Hanna Barbara, Ruby Spears, Filmation and several other animation houses dominated the airwaves on Saturday Mornings in the 1970s. Teens formed bands, animals talked and underwater explorers were given a serious second look. All of this is here today to be perused. Well, most of it. You don’t get vintage shorts and other commercial bumper filler that was key to the Saturday Morning experience. But, you do get to see the original Sealab series.


A concept still from the planned Perry Henzell’s Stoner Bears ride at Kings Island.

The Lowdown

Hanna Barbara made so many crappy shows in the 1970s. After the success late in the 1960s with Scooby Doo, they found a niche. Let’s get a bunch of goofy kids together with a goofy sidekick and send them after mysteries. Ghosts, pirates, criminals and the elderly would all run and hide each season. Sometimes, a gang of groovy Chinese would be tailing these evil shits. Other times, it would be a gaggle of fun-loving animals that would put Dr. Moreau’s harem to shame.


Eminent Domain: The Animated Series coming to FOX KIDS!


The big get of this release is supposed to be Alex Toth’s Shazzan. In this series, a couple of goofy kids conjure a genie to take them to a magical island. A series of thieves and other goons cause trouble, but it’s nothing that the Shazzan can’t handle. Coming from the guy that created Space Ghost less than a decade earlier, this is lesser work. But, it tickled some Gen Xer’s boner enough to get it programmed into this release. Meanwhile, The New Adventures of the Puppy sits on a shelf gathering dust somewhere.


I still can see this character without hearing the dude from Kid N Play.


Yogi Bear and Bugs Bunny also appear in this release. Yogi Bear gets one of his first spin-offs with Yogi’s Gang. It’s a rather pedestrian attempt to capture that magic that would be found in the Laff-A-Lympics. Still, something has to be said for Daws Butler’s ability to inject such joy into a rather one-dimensional character. The Looney Tunes gang get spotlighted in an early episode of The Bugs Bunny / Road Runner Hour.

That show as a recycle of early Looney Tunes releases. What’s kind of funny about that is the reuse of several transfers mastered for the Golden Collection releases are forced onto this set. When you go from the pristine Golden Collection visuals to the rest of the set, you wonder if Warner Brothers even bothered to remaster the extra cartoons they found. Inch High Private Eye rounds the collection by sucking all joy out of your pitiful nostalgia. The rest of the shorts are knock-offs of Sid and Marty Krofft properties. Well, there’s the Filmation Batman and Gilligan’s Island animated series. The less that’s said about those…the better.
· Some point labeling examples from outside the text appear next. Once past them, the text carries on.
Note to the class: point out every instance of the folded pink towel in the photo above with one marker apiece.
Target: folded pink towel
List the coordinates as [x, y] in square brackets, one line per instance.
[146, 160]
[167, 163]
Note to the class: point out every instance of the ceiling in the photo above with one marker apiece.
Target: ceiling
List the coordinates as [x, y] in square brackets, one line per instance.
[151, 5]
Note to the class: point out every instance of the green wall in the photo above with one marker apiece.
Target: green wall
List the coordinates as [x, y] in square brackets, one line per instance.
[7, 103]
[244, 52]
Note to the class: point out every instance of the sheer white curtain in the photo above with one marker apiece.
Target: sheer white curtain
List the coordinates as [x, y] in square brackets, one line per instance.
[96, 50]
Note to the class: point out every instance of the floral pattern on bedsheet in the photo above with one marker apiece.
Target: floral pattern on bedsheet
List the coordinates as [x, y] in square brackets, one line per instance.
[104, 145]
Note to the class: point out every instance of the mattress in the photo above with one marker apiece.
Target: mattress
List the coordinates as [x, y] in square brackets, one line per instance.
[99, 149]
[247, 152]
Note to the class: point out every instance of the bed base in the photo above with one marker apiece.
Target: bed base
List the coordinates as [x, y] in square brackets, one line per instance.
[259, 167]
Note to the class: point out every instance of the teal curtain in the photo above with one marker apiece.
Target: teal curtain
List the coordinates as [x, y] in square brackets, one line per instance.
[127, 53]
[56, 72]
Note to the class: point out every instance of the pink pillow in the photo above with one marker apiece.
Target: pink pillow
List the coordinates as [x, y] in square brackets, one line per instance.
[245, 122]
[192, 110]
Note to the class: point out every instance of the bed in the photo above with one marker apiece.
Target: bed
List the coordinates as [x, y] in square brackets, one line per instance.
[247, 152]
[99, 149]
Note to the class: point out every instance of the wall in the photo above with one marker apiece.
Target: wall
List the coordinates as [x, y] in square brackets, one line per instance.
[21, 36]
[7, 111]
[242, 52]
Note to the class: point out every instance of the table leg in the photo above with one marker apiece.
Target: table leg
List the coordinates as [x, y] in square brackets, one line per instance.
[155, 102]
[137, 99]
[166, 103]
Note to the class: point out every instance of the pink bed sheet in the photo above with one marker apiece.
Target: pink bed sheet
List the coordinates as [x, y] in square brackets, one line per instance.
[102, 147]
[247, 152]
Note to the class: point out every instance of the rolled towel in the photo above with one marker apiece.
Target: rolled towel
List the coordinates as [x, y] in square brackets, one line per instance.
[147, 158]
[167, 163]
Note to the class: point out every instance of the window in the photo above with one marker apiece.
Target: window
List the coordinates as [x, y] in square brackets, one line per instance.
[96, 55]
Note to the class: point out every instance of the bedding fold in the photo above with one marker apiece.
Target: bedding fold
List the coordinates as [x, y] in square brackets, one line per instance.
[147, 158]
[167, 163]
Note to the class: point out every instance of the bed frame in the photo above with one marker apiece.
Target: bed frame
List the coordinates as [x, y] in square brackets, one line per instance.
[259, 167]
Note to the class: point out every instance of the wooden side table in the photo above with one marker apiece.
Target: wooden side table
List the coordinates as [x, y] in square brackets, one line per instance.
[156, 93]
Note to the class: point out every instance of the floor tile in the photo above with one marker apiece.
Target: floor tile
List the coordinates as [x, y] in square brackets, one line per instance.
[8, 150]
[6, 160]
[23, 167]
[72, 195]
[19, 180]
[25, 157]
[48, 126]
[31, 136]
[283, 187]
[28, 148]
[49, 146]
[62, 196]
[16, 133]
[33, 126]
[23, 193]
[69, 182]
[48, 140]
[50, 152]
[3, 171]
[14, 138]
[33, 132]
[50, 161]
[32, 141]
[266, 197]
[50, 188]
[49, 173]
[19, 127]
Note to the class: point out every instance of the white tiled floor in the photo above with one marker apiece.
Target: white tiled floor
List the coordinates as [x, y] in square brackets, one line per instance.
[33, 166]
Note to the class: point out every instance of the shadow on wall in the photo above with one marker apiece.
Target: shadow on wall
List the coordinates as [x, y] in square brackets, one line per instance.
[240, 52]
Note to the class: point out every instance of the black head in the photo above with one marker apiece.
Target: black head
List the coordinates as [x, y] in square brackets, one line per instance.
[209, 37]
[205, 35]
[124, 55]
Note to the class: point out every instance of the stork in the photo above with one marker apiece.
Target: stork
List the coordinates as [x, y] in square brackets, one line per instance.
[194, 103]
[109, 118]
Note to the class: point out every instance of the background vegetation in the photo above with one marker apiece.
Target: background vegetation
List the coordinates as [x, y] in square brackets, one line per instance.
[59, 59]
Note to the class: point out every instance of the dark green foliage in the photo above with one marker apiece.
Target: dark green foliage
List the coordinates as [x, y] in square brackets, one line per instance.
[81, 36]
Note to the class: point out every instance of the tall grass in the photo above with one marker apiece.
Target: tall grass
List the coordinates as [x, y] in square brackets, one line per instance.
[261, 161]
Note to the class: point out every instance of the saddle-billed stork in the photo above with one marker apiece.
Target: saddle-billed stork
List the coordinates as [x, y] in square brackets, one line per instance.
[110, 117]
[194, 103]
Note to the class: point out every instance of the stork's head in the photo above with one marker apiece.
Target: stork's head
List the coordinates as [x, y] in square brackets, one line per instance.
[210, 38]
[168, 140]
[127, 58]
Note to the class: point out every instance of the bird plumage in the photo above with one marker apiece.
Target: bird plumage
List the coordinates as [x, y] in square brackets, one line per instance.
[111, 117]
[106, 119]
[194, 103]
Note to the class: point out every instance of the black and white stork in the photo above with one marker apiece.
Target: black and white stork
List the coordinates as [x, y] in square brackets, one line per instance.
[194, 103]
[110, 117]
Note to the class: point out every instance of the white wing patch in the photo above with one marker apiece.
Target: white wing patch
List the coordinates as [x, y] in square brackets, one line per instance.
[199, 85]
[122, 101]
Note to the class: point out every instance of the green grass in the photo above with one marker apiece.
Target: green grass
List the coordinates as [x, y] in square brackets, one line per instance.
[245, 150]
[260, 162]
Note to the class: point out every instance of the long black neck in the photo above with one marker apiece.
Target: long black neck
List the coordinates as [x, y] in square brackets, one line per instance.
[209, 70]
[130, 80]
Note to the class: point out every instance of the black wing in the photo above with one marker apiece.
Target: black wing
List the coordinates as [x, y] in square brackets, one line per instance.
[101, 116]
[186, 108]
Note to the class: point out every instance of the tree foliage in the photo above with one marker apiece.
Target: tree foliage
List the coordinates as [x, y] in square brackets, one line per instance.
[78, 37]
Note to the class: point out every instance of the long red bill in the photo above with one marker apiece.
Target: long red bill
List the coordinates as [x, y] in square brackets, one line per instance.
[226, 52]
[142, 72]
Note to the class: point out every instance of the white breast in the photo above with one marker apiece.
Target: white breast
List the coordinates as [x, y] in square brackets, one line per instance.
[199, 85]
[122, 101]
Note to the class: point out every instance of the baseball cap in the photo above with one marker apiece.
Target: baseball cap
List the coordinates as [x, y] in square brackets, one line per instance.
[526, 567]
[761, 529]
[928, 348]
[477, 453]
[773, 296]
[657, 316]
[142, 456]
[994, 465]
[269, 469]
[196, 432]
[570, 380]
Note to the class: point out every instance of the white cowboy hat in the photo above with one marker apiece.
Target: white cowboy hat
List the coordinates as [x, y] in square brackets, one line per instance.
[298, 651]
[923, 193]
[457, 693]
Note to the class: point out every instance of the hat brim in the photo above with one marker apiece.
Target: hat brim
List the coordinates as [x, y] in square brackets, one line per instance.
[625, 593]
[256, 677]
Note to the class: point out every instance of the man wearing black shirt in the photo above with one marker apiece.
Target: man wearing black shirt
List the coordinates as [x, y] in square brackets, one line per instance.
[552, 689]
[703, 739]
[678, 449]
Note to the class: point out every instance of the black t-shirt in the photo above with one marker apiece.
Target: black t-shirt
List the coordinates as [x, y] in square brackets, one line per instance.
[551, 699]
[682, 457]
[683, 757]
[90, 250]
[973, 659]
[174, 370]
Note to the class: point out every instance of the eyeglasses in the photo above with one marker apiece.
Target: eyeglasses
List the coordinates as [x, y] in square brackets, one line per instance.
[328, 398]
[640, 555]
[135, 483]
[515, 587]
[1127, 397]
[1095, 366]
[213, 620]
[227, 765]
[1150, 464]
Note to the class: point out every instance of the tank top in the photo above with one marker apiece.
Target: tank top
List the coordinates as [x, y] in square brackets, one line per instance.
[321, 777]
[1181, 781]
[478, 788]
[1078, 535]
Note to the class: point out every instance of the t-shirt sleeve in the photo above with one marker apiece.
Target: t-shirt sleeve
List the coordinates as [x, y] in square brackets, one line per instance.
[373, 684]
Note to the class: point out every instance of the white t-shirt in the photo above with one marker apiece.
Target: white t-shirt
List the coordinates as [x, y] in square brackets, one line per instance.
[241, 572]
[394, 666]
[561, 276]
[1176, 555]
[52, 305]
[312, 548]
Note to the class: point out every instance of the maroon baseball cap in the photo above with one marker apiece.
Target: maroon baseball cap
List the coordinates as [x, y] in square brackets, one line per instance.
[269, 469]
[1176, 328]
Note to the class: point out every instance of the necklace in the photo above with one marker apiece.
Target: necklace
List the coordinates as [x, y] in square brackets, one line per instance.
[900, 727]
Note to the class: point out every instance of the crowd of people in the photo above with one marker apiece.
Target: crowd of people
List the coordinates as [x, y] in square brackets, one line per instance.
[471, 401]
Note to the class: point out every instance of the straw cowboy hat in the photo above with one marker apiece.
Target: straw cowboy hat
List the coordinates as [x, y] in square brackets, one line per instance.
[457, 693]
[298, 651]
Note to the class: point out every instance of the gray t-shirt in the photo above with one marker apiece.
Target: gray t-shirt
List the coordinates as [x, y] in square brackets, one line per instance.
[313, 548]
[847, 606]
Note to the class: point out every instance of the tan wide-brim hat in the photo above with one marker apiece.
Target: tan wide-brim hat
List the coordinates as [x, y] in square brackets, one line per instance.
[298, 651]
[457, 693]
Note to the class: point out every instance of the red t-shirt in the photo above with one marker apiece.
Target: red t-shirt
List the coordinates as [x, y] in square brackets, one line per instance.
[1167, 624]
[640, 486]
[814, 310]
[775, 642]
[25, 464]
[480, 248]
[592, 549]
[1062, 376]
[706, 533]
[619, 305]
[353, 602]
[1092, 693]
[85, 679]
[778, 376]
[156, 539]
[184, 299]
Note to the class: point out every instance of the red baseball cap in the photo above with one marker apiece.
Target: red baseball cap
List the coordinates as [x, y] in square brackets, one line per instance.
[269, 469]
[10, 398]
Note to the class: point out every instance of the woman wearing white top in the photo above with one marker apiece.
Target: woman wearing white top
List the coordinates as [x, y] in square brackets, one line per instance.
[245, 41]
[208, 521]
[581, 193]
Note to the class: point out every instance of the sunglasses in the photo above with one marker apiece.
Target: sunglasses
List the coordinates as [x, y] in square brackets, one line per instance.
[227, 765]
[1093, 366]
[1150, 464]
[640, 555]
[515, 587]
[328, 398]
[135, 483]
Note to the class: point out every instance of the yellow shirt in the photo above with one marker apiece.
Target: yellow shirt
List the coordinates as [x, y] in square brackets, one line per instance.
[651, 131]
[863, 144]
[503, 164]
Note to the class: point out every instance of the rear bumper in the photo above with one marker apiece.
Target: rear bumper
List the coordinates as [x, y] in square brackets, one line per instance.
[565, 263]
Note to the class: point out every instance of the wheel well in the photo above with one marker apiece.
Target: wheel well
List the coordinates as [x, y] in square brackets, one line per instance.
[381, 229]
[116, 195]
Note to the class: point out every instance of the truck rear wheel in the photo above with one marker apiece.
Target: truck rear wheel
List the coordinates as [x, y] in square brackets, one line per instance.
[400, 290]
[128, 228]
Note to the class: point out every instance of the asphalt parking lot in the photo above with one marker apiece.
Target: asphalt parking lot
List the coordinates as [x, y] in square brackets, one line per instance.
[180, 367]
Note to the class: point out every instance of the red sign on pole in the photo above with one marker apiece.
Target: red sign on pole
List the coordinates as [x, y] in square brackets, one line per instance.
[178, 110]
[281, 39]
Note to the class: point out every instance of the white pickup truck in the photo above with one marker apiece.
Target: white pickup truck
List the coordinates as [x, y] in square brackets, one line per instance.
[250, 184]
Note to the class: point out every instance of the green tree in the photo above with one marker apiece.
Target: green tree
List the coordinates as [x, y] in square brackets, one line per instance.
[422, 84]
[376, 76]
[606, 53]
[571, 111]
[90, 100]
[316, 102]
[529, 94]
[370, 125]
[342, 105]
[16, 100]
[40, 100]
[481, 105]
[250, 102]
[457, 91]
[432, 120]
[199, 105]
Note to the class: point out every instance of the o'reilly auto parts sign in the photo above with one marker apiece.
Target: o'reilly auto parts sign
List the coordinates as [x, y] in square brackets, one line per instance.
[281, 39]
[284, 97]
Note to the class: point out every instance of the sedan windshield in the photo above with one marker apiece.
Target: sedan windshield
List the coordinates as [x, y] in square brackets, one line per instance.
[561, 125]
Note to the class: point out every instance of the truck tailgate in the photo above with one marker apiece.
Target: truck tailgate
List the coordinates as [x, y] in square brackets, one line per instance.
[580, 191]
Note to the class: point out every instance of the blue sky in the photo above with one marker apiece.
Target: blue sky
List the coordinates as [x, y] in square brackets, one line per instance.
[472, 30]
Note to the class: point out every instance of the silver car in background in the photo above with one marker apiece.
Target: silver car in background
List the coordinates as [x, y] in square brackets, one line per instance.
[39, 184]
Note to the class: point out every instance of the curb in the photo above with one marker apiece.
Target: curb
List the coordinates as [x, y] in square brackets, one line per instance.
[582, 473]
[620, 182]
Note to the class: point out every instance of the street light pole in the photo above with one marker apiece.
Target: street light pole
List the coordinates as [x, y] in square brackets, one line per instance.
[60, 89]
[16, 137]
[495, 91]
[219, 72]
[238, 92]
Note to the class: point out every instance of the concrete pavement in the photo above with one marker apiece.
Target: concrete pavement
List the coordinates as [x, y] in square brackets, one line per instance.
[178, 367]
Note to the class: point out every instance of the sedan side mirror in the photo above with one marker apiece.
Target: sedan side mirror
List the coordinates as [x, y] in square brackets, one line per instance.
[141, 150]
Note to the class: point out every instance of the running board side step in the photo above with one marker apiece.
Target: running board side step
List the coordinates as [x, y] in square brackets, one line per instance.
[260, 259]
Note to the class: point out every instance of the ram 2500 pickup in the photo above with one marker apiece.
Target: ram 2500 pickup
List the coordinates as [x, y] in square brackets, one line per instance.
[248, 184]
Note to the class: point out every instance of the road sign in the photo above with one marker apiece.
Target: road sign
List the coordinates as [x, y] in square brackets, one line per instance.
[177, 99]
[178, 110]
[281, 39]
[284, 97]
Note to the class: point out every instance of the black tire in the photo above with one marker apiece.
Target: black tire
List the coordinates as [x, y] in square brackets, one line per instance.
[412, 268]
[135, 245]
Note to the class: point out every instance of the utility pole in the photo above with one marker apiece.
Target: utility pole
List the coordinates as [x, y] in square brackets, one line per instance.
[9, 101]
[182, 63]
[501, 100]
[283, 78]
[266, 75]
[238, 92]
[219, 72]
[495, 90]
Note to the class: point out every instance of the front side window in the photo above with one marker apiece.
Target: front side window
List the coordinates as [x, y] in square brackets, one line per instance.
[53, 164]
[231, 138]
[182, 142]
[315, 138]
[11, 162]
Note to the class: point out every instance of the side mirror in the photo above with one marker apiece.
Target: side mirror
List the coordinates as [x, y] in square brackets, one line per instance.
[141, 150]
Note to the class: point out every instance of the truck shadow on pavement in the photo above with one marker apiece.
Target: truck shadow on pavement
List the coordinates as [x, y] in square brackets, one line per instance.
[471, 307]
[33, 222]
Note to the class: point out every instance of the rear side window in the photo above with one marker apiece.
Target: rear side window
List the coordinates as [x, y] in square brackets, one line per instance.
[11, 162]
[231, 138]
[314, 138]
Before the Gosselins, we had The Chan Clan.


The major upside to this rather disappointing set is the inclusion of the live-action Banana Splits segments. All of the live-action featured was from Richard Donner’s tenure as director on the show. You won’t see any of the usual Donner staples, but a deft hand can help to make the goofiest kid show seem better than its parts. There’s also some young Jan-Michael Vincent kicking ass in the show. For the B-Movie fans out there, he’s the guy that wasn’t Charles Bronson in The Mechanic.


My kingdom for a Predator drone.

The Package

The
package includes a featurette about Alex Toth’s work on Shazzan. There are a lot of talking heads that continue to verbally fellate Toth long after his death. The other featurette is basically a gallery of trailers for other shows that are on DVD. Way to cross-promote, Warner Brothers. Hopefully, the next volume will contain some better cartoons.